请注意， $left_{new}$ 和 $right_{new}$ 是在一个插入操作被置于链表时定义的，当另一个新插入操作集成到 $S$ 中时可能会导致 $left_{new}$ 和 $right_{new}$ 发生更改，但在插入创建时定义的 $origin_{new}$ 永远不会发生改变。

当用户在本地上集成新的插入操作后，他会按原样将其发送（通过广播）给所有用户。

A special case occurs when an insertion is performed at the beginning or at the end of $S$ , because there is no insertion to refer to as $left_*$ , respectively $right_*$ . This can be fixed by using special delimiters, which denote the beginning and the end of $S$ , respectively. Therefore, we assume without loss of generality that an insertion always defines $origin_k$ , $left_k$ , and $right_k$

在 $S$ 的开头或结尾执行插入时会出现一种特殊情况，因为没有可称 $left_*$ 的插入或是 $right_*$ 的插入.这可以通过使用特殊的分隔符(delimiters)来解决，这些分隔符分别表示 $S$ 的开始和结束。

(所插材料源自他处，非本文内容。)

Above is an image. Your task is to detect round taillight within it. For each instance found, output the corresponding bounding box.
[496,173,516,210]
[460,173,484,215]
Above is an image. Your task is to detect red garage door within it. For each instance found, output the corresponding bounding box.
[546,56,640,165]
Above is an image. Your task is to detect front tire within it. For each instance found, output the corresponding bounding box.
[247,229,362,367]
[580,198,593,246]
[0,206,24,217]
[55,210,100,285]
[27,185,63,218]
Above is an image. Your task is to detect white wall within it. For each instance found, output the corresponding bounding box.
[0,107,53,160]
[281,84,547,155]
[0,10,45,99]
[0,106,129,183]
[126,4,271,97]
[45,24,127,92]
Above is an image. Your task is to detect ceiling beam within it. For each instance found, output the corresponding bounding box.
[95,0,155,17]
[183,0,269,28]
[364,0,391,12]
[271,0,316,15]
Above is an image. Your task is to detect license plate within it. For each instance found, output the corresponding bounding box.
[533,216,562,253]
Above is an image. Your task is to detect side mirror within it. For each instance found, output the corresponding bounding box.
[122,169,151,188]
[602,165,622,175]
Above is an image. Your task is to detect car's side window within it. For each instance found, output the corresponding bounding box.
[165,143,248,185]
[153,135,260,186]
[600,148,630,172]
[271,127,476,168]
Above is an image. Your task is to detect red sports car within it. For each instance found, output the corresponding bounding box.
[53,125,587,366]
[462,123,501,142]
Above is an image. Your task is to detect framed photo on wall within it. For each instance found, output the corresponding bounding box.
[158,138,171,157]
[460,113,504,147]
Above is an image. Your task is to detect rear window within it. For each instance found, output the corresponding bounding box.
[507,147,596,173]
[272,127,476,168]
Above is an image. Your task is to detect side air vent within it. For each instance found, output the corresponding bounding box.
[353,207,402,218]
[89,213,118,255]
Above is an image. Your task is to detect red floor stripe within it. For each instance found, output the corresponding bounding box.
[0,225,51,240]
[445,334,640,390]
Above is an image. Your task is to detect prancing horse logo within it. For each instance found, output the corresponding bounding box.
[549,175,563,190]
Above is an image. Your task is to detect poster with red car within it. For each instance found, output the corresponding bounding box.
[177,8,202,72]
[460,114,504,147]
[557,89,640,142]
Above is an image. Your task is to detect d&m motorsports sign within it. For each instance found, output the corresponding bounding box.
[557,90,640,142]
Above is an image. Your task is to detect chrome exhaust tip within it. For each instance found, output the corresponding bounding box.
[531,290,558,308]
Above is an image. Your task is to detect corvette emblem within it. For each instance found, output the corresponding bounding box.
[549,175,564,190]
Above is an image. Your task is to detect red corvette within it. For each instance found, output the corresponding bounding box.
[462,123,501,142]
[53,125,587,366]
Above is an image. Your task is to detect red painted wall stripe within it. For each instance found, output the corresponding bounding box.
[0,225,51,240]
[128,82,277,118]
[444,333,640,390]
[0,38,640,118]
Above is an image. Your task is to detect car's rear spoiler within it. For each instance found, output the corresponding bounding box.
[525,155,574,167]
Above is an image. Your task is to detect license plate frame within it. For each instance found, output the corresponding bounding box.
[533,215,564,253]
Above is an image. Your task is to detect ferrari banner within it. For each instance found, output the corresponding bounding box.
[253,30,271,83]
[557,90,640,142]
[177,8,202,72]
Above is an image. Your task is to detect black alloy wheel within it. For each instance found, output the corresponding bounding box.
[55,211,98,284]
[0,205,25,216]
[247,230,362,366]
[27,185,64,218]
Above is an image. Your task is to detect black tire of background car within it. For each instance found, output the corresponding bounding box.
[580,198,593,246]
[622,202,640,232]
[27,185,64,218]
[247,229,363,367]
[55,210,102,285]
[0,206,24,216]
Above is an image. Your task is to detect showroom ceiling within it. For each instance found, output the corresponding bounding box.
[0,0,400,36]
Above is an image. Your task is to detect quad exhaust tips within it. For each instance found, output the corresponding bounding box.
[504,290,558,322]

因此，我们假设插入总是可以定义 $origin_k$ 、 $left_k$ 和 $right_k$ ，而不丧失一般性。

2.2 YATA 算法

The example in Figure 1 shows how a received operation $o_new$ is integrated in $S$ . Here, the red connections reference the intention of the insertion, which is defined through $left_new$ and $right_new$ - i.e. insert the letter between these two letters. When the insertion is integrated, YATA assures that it will be placed somewhere between these letters. Convergence is therefore ensured, unless one or more remote operations were already inserted between $left_new$ and $right_new$ , which then leads to a conflict that needs to be solved.

图1中的例子显示了如何将接收到的操作 $o_{new}$ 集成到 $S$ 中。在这里，红色连接指插入意图，该意图通过 $left_{new}$ 和 $right_{new}$ 定义，即在这两个字母（位置 $o1$ 上的字母Y和位置 $o4$ 上的字母A）之间插入。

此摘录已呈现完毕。